I grew up surrounded by veterans. My father, my uncles, my friends’ fathers all had served in WWII. Both grandfathers served in WWI.
A question never asked
When it came to my own generation, the Vietnam generation, none of us served. I remember watching TV, sick with anxiety, as a man drew the lottery numbers for the military draft – numbers that would determine whether my brother would stay or go. I would not have considered serving myself, but as the oldest girl cousin, the question did not even occur to me.
But it occurred to Chris Banigan. As a lieutenant and then a captain in the U.S. Army Nurse Corps, she served two tours of Vietnam, from 1969 to 1971. Chris was the first veteran to read an early draft of Her Own Vietnam, and we shared a lively email correspondence, since we lived on opposite coasts of the country.

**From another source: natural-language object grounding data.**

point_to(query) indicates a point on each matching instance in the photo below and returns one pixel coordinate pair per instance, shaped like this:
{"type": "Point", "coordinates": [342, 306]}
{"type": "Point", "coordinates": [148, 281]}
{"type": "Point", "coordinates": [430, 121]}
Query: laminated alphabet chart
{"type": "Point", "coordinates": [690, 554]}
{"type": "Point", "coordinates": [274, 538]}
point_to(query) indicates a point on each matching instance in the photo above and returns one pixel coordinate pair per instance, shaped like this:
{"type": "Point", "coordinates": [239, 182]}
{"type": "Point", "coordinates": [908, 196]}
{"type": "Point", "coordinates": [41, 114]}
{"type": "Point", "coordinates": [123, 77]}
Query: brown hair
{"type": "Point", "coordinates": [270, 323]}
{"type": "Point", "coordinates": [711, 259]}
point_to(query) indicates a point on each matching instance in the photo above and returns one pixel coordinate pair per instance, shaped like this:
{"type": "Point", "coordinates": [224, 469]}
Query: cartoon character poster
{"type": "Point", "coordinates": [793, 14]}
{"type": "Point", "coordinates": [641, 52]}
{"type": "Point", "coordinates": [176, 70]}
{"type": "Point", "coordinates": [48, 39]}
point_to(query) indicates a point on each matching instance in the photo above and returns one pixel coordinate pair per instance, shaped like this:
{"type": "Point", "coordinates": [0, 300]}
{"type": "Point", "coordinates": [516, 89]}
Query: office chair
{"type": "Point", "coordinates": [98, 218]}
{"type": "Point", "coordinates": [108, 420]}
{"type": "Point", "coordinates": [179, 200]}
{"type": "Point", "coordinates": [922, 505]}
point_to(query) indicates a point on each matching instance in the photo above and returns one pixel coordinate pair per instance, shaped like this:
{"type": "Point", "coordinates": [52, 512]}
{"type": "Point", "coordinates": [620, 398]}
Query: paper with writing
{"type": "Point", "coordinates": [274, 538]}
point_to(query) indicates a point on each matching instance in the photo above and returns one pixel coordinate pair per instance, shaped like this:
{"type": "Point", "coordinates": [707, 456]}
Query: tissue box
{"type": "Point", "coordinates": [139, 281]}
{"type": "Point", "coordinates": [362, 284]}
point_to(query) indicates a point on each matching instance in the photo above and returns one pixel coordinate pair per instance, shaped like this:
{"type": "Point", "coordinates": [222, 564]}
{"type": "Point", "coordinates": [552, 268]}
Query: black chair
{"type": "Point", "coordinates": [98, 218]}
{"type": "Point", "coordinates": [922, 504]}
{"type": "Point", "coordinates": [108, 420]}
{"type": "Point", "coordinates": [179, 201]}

When we finally met on Veterans Day in 2003, she told me a story I’ll never forget. I’ve shared it on this blog before, but it’s worth repeating.
A miraculous encounter
That morning, Chris encountered at the Vietnam Wall a soldier who had been her last patient in Vietnam. He had been visiting the Wall for years on Veterans Day, walking along its gleaming black expanse and asking everyone if they knew a nurse named Banigan. Finally, he asked her.
She told me, “I remember when I took him to x-ray. He was terrified that his eye had been blown out, and he could not be reassured until he saw the reflection of his left eye in the x-ray machine. Odd, the things you remember.”
All gone now
On this Veterans Day, I remember my father and grandfathers, all of them gone now. And I remember Chris Banigan. She died suddenly six months after her encounter at the Wall, only in her fifties. I am sure a part of her died in Vietnam.